Blindboy Boatclub: 1,352 formal complaints over Late Late comments
RTE has received 1,352 formal complaints after one of the Rubberbandits referred to the Eucharist as “haunted bread” during an episode of The Late Late Show.
During the show on January 6 last, Blindboy Boatclub of the Limerick comic duo the Rubberbandits said that young people attending Midnight Mass at Christmas were “not going there for haunted bread”, adding that “everyone at Midnight Mass is half-cut anyway”.
In addition, he said that the Church was “asking us to eat the ghost of a 2,000-year-old carpenter”.
A spokesperson for RTE said that a number of those complaints had been referred to the Broadcasting Authority of Ireland (BAI) under the statutory complaints process.
“RTE will now respond as requested by the BAI and in that context it would not be appropriate to comment further,” said the spokesperson.
The majority of the complaints in relation to the show on January 6 last included “bulk deliveries of individually signed copies of a form letter,” an RTE spokesperson confirmed.
The national broadcaster would not comment on whether the number of complaints in this case was the highest it had ever received.
RTE also received close to 450 complaints after The Late Late Show’s Valentine’s Day special, where audience members were given hampers full of condoms.
A spokesperson for the BAI confirmed to the Limerick Leader that five complaint referrals regarding the “haunted bread” remarks had been registered with them.
Fr Kevin McNamara, parish priest in Moyvane, north Kerry, was among those to file a complaint with the BAI in relation to the comments, which he described as “blasphemous”, and “downright shameful and hurtful”.

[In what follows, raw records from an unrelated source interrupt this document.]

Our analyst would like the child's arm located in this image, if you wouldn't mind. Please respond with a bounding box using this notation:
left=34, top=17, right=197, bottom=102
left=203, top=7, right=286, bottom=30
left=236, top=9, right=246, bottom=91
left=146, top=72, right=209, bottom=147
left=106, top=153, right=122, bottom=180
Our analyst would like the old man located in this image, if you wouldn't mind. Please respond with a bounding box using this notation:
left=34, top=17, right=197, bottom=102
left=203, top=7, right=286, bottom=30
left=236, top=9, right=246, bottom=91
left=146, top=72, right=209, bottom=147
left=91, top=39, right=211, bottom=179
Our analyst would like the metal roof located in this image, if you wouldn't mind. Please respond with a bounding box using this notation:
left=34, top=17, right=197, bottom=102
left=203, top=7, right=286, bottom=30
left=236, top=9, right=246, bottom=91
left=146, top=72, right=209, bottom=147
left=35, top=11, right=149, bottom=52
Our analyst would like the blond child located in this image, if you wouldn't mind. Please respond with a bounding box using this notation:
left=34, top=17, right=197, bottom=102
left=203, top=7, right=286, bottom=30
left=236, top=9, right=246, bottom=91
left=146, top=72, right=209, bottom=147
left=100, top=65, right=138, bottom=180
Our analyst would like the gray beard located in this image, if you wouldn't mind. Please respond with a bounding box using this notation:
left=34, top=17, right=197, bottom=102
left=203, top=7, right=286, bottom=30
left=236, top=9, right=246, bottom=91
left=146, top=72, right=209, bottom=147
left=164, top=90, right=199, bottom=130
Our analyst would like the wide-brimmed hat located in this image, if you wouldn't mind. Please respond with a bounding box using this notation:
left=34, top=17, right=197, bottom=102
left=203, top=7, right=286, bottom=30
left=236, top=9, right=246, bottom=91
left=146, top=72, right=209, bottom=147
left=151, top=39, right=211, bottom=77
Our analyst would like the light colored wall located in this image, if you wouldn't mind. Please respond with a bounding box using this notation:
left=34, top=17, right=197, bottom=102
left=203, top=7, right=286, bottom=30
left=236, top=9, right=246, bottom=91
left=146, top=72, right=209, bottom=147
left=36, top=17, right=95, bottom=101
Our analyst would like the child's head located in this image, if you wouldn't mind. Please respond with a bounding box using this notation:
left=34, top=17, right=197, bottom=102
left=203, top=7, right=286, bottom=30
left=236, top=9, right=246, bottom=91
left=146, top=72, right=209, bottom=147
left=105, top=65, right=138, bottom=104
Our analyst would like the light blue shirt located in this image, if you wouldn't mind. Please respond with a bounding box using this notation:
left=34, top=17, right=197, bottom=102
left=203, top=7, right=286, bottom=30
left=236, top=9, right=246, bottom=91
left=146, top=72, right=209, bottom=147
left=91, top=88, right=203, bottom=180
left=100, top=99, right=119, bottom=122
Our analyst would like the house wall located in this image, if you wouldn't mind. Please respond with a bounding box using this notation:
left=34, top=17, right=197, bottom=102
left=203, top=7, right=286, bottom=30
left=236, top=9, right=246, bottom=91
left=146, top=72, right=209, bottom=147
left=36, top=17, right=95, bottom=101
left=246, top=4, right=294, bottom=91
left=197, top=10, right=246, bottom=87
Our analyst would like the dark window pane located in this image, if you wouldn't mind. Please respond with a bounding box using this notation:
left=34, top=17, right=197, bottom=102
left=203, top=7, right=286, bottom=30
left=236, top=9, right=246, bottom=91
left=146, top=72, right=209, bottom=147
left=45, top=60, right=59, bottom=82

He said that no standard letter was circulated in Moyvane for people to sign, saying he wouldn't want to coerce people into sending a complaint, but he was aware that tranches of letters had been sent from other parishes outside Kerry.
The outspoken cleric said he was “disappointed” with the response he received from Larry Masterson, executive producer of The Late Late Show, which he circulated in the Moyvane parish newsletter at the weekend.
Mr Masterson said that while the phrase was “certainly provocative”, he does not believe that it was “sacrilegious”, but “a linguistic phrase”.
“I accept that the phrase ‘haunted bread’ has caused offence to some viewers and has been seen by some as disrespectful or mocking and for that I apologise,” wrote Mr Masterson in an email to Fr McNamara, thanking him for sending his views.
He said Blindboy’s concept was further supported by Stefanie Preissner’s assertion that growing up she was conflicted about eating the literal “Body of Christ”.
“In neither case did the guests deride or criticise the views of others, or their faith, but rather expressed their own difficulty with a core tenet of Roman Catholicism,” said Mr Masterson.
Fr McNamara said that he did not feel that the show had adequately dealt with his concerns, and he will now take his complaint to the BAI.
In Mr Masterson’s response, he clarified that as part of the conversation, Ryan Tubridy brought up a theory advanced on his radio show earlier that week that some people in their 30s are returning to the Catholic Church after a period of difficulty and scandal for the church.
“In attempting to hear new voices on the Late Late Show, it is inevitable that some will not like what they hear. Uncomfortable or unpopular opinions are part of debate as are views that clash or disagree with mainstream consensus,” wrote Mr Masterson.
Among those who support Fr McNamara is Fr Joe Young, formerly parish priest in Limerick's estate of Southill, who described the comments as “totally offensive”.
“Everybody should respect everybody's faith, regardless of what it is. When I give Communion to anyone who comes up in front of me, I believe I am giving the food of Christ, and that's what I have given my life to,” said the chaplain with the Brothers of Charity in Bawnmore, Limerick.
Fr McNamara said that while he is not a fan in general of the Rubberbandits' work, he believes them to be “gifted and talented”, and admired the song which shot them to stardom – Horse Outside.
“I was annoyed and hurt. I have given 35 years to the priesthood that I firmly believe in. I don't think the national broadcasting station is the place to ridicule it and make little of it.”
He said Holy Communion is “the bread of life, and a contact with Jesus Christ” – not “haunted bread”.
“We have feelings as well, and we're being continually beaten down due to past failings and faults. There isn't one organisation in the whole world that hasn't made mistakes, and we're trying to rectify them as best we can.”